The staker registry contract is privileged, in a sense that the kernel depends on it for deciding the validity of a PoS block. Despite being privileged, this contract is designed to be simple and the kernel-contract interaction is limited to just one stateless method call (a stateless method call doesn’t change the state of a smart contract during execution). This method is getEffectiveStake(signingAddress, coinbaseAddress), which returns the effective stake of a block producer.

Register A Staker

Anyone can register a staker by calling the registerStaker method of the staker registry, which has the following parameters.

  • identityAddress — (unique) An address used to identify a staker;
  • managementAddress — The address of the management key used when updating the staker, e.g. updating signing address;
  • signingAddress — (unique) The address of the key used for signing a PoS block;
  • coinbaseAddress — The address used for receiving block rewards;
  • selfBondAddress — The address used for calculating the self-bond stake of a staker (self-bond stake of a staker is the stake from its owner).

Separating the stake of staker owner from the stake of other voters gives additional benefits and flexibility. For example, an opportunity to apply self-bond percentage requirement and min self-bond requirement.

Vote

Voting is the process of converting liquid coins into stake. To vote for a staker, a coin-holder needs to call the vote(staker) method, with a specific amount of coins being passed along. The coins will be in the custody of the staker registry contract after voting.

Unvote

To revoke a stake and retrieve the coins, one needs to call the unvote(staker, amount) method, which will cancel the stake, lock it for a pre-defined period of time, i.e.UNVOTE_LOCK_UP_PERIOD, and return a unique PendingUnvote ID, if the request is valid. It’s only after the lock-up period that the user can really get its coins back, by calling the finalizeUnvote(id)method.

Transfer Stake

The staker registry also allows a voter to transfer stake from one staker to another. This allows voters to swap stake between block producers without going through an unvote-and-vote process, which would involve the unvote lockup period.

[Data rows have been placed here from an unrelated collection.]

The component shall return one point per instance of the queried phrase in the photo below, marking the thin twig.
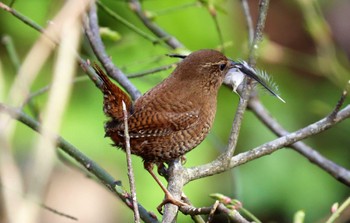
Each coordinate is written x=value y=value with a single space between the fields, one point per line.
x=338 y=212
x=338 y=172
x=249 y=20
x=92 y=32
x=233 y=215
x=212 y=211
x=129 y=164
x=216 y=167
x=152 y=71
x=104 y=177
x=258 y=34
x=340 y=101
x=11 y=51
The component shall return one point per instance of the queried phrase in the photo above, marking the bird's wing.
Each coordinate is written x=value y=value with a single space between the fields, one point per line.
x=147 y=123
x=113 y=97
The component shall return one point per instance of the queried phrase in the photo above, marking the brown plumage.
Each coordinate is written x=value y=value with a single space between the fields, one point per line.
x=173 y=117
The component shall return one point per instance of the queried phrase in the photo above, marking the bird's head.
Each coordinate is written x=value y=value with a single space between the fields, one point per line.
x=211 y=68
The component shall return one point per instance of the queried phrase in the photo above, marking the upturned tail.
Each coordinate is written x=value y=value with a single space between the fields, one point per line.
x=113 y=97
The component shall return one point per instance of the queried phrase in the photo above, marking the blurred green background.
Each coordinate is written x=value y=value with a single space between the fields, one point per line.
x=305 y=49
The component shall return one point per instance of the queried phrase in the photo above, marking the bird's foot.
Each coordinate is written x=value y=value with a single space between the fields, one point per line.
x=170 y=199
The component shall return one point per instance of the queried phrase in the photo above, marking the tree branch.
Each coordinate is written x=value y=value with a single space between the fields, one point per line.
x=338 y=172
x=92 y=32
x=215 y=167
x=104 y=177
x=171 y=41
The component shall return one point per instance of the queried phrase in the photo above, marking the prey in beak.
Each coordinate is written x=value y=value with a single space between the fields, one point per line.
x=240 y=69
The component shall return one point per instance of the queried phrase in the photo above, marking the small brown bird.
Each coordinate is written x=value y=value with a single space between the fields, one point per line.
x=173 y=117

To transfer stake, one needs to call the transferStake(from, to, amount)method, which returns a PendingTransfer ID upon valid request. The user needs to call the finalizeTransfer(id) method to complete the stake transfer, after another lock-up period, i.e. TRANSFER_LOCK_UP_PERIOD.

Pool Registry Contract

While the staker registry is easy to interact with, many coin-holders would prefer to delegate their stake to a pool rather than to maintain a node and stake on their own. We call this group of people delegators. A pool receives stake from and re-distribute the block rewards to its delegators.

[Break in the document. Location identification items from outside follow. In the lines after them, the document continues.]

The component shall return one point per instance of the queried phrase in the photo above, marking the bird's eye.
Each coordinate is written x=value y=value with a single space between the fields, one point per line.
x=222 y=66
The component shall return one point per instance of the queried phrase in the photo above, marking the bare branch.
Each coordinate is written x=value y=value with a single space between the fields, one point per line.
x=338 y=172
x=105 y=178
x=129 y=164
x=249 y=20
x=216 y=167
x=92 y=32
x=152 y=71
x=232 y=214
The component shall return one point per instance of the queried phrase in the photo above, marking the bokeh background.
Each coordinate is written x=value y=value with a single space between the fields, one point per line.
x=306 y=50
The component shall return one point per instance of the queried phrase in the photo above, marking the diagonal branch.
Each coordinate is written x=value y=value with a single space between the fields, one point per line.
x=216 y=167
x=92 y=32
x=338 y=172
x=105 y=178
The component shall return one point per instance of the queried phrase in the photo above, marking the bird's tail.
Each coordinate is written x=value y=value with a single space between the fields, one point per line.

In the Unity Consensus, a decentralized stake delegation system, as in PoolRegistry smart contract, is designed and implemented. This is made possible by the following conditions:

  • The staker registry is a smart contract which allows the pool registry to interact with via the inter-contract CALL;
  • An efficient reward distribution algorithm (F1 fee distribution) is proposed by Dev Ojha.

Unlike staker registry, the pool registry is un-privileged and implemented purely based on the existing framework provided by AVM.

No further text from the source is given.